By Kirsty Topping
SCOTS scientists want to use Tarantula venom as a natural pesticide to spray on crops.
Researchers are investigating the make-up of the spider’s lethal poison in a bid to create a version safe enough to kill pests while leaving humans unharmed.
The researchers, including a team from Edinburgh University, have put the feared tropical creatures inside an MRI scanner to try to unlock its deadly secrets.
Gavin Merrifield, a PhD student at the university, said:
“Venom has applications in agriculture as a potential natural pesticide.
“Spiders are natural killers of insects. Their venom paralysis their victims and it could possibly be used at a pesticide without doing any damage to the environment. “
Gavin, who works in the Department of Medical Physics said the use of the MRI scanner could prove crucial in determining the precise composition of the venom when it is inside the Tarantula’s body.
The powerful and expensive machines are normally used to produce detailed cross sections of the inside of human patients.
“The MRI scans show what the venom is like when it is actually inside the spider.
“Previously people have extracted the venom and analysed its chemical composition but it could be that once outside the spider the venom starts to decay and loses its potency. “
In recent years there has been growing concern over the use of artificial pesticides in agriculture.
Campaigners have pointed out both environmental and health concerns linked to their use.
Several pesticides can remain in the environment for years without breaking down and can find their way into water and food supplies.
The use of pesticides have been linked to a number of long-term health problems, such as cancer and fertility problems.
The UK has banned almost 30 different pesticides, amongst them DDT which was banned in the UK in 1984 and worldwide in 2004.
If scientists can analyse how Tarantula venom works and produce large quantities of a
“safe’ version, the benefits to agriculture would be enormous.
The National Union of Farmer’s Scotland said today (Fri) its members could well take up a pesticide made from the venom.
A spokesman said:
“I think farmers in Scotland are very open-minded.
“What we have in Scotland is to have been blessed with a world-recognised science base and farmers have shown they can adapt to new developments. “
The researchers have not restricted their studies to the Tarantula’s poison.
They also hope the scanning techniques will allow them to better understand how spiders’ brains work, and possibly provide the key to the origins of intelligence.

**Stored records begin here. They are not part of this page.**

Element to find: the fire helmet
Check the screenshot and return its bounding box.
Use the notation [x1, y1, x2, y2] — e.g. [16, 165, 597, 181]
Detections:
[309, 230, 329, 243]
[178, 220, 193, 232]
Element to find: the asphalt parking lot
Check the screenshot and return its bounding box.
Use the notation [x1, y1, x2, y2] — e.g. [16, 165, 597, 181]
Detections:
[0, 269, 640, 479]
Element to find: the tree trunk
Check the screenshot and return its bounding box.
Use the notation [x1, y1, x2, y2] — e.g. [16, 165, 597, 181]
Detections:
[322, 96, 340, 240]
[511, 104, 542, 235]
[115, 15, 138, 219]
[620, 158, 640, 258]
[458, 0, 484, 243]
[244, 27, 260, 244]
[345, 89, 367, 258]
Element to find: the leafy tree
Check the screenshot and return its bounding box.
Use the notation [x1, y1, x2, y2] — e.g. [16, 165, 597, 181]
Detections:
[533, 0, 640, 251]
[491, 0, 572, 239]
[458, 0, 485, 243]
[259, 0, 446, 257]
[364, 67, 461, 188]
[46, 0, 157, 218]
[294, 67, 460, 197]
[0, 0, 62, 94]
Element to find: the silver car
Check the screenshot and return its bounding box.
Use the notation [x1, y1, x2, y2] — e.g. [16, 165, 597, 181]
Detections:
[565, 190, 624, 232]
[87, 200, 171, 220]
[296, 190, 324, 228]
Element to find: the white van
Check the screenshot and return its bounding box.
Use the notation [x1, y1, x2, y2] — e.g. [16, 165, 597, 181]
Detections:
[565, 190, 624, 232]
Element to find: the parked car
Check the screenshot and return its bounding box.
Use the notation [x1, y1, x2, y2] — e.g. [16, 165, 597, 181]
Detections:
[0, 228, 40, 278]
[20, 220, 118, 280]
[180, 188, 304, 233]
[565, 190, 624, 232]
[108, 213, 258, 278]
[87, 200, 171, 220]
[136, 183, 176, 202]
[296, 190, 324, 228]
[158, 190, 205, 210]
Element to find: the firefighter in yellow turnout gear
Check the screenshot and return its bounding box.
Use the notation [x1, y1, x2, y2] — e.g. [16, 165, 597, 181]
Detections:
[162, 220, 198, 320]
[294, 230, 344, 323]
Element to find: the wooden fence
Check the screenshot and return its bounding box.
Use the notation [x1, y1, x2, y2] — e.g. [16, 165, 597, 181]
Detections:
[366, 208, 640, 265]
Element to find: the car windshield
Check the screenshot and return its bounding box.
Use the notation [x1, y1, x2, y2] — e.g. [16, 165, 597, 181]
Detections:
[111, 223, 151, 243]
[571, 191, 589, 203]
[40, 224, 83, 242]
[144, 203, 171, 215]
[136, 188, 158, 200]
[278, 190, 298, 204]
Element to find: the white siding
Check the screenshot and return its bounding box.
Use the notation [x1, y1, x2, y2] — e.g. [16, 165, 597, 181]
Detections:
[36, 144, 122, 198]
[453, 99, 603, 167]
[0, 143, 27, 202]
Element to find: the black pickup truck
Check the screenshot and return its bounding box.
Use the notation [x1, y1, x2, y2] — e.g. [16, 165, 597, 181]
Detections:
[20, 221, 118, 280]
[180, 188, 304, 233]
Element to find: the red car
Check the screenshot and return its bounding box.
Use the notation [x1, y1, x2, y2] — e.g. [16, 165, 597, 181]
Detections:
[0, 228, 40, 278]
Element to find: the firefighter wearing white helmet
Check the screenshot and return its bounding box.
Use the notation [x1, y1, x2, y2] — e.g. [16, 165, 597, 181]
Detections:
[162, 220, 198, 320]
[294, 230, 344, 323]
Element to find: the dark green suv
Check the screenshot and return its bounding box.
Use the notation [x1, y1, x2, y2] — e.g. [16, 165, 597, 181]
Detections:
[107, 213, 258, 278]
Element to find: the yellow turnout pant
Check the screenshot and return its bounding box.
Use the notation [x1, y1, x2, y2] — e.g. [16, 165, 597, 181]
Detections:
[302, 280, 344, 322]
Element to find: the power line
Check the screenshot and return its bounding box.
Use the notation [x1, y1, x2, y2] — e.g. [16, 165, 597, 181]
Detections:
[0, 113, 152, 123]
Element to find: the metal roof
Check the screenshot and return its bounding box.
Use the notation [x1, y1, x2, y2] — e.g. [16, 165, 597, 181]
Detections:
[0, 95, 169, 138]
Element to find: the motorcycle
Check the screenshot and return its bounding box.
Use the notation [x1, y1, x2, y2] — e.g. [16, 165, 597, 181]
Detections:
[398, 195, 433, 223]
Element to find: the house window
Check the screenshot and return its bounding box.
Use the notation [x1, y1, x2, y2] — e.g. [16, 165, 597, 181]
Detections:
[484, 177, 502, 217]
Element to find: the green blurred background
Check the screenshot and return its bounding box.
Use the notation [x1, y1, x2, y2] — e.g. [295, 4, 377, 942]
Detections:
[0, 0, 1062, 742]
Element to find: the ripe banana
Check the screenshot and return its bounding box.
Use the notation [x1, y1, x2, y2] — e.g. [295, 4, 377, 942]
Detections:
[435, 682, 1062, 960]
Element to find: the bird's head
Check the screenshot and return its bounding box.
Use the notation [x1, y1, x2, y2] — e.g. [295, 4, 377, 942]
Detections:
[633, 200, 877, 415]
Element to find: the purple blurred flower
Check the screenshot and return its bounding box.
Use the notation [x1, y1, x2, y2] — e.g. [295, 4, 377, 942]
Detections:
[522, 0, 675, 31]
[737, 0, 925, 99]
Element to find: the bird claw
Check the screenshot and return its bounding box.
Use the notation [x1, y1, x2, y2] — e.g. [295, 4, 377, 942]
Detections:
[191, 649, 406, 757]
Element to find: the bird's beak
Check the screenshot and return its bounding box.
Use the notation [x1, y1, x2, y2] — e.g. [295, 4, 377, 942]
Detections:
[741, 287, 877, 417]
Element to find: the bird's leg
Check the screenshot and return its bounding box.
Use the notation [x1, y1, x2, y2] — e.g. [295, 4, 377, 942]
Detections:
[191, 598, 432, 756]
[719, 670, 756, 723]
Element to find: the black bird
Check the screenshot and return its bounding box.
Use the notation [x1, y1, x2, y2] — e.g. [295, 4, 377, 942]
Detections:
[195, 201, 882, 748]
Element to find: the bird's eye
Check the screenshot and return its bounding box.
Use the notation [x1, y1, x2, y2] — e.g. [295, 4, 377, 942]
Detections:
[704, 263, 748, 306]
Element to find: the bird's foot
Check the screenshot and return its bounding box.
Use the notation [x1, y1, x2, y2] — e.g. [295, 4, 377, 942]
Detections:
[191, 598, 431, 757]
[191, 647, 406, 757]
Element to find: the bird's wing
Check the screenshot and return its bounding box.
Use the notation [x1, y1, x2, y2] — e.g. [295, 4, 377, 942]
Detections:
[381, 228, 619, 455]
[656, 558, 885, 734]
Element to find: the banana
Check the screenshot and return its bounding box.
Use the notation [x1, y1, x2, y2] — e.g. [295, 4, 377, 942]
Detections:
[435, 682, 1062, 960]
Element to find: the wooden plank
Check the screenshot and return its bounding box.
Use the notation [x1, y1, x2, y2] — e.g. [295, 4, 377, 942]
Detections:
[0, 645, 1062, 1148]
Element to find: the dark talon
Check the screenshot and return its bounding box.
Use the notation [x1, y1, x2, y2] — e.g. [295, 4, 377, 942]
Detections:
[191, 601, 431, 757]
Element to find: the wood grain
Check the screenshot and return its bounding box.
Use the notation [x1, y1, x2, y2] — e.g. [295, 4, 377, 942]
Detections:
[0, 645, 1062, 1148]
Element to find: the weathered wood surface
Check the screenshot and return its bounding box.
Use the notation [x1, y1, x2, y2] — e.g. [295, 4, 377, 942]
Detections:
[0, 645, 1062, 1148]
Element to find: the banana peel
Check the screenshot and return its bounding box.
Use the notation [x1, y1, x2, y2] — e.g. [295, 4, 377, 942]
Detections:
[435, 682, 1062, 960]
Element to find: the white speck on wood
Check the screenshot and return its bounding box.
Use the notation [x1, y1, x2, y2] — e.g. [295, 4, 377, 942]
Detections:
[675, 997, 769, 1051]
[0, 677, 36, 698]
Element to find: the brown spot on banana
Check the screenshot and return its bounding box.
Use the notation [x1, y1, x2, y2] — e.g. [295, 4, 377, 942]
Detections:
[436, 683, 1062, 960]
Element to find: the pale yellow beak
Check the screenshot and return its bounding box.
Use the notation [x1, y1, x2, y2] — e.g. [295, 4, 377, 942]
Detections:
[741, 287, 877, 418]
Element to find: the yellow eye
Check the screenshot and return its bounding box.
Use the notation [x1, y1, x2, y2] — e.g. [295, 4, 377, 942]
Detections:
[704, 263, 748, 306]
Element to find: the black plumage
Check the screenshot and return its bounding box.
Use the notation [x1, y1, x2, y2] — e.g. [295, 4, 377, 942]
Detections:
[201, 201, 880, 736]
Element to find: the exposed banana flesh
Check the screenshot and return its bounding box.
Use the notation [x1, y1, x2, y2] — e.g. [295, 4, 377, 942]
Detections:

“Further scans will help us gain new evolutionary information and identify not only the similarities that we share with spiders, but also how and when they acquired them independent of ourselves. “
He added: “If we can link MRI brain scans with aspider’s behaviorand combine this with similar data from vertebrates, we may clarify how intelligence evolved.”
The research has revealed a number of surprises, including how the animal’s heart works.
“In the videos, you can see the blood flowing through the heart, and tantalizingly, it looks as though there might be ‘double beating’ occurring, a distinct type of contraction which has never been considered before,” said Gavin.